Choose and source your fruit trees
Once you have agreed with your local authority on a location to plant the fruit trees the next step is to decide on which type of fruit trees you will plant. The Irish Seed Savers Association, who conserve and grow heritage apple and other fruit trees, can give you advice on which types will best suit your location and they also sell bareroot trees from October onwards. You can find their contact information here.
There are some costs involved with planting fruit trees, such as:
1) the bareroot trees 2) stakes 3) tree ties 4) tree guards or wire mesh (which are necessary in all but the most protected of locations)
These costs will vary depending on tree and guard types, but the approximate cost per tree planted is €35-€45. To source funding to cover these costs you can try the following:
- Your Local Authority- they sometimes have small grants for community groups. The
Heritage Officer in your local authority can be a good place to start.
- The Heritage Council - they sometimes have grants for community projects - see details here.
- Crowd-funding - can help to build a community for your project.
- Gift-a-tree scheme. At Christmas (end of Nov) you can offer local people the chance to ‘buy a tree’ which you can then plant (with them if they like) in your Open Orchard. A tree planting experience is a nice gift!
- Local sponsorship - ask local business if they would sponsor some fruit trees- you could thank them on signage in the Orchard.
Insurance, finance and governance
● If you are applying for grants, some may require a formal organisation, bank account and proper insurance. The simplest way of doing this is to set up an unincorporated association, a very simple form of community group. You just need to make a simple constitution (draft constitution is on the resources page) that sets out who you are and what you do. If necessary for the grant you can also set up a bank account and buy an insurance policy. If you can arrange to use the local authority's governance, finance and insurance, this is much simpler to get going with! Alternatively consider if a local existing organisation could be the 'sponsor'; for instance the local Business Improvement District, Groundwork group or local community project.

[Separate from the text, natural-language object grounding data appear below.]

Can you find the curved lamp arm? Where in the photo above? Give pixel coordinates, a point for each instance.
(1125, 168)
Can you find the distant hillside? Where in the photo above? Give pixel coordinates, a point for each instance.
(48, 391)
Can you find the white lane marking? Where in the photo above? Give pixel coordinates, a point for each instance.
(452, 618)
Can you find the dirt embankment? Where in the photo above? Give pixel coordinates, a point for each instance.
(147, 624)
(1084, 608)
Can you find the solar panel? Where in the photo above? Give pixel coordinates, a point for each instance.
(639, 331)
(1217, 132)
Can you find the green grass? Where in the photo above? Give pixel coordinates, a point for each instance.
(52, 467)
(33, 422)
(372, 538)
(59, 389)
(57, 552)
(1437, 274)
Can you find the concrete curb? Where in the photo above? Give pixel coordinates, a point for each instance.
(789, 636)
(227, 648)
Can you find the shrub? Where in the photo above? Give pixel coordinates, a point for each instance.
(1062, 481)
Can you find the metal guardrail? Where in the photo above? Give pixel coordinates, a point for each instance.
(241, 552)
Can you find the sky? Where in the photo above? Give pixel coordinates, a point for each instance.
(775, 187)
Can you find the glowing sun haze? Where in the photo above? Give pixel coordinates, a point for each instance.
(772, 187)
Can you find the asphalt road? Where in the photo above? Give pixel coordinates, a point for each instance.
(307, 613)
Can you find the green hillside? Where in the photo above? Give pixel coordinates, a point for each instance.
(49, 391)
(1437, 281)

● Health & safety is really important- but don’t let it sink you. You can use the risk assessment document (in the resources page) and tailor them to your own needs. Make a simple guide for people who come to plant -the key information on 1 page will do, and it can be laminated for reuse. It could contain important info, such as ‘keep space between other people who are working’; ‘don’t leave tools on the floor’; ‘take care with lifting- bend from your knees and watch your back’- the sort of things that are useful to remind ourselves of on a regular basis.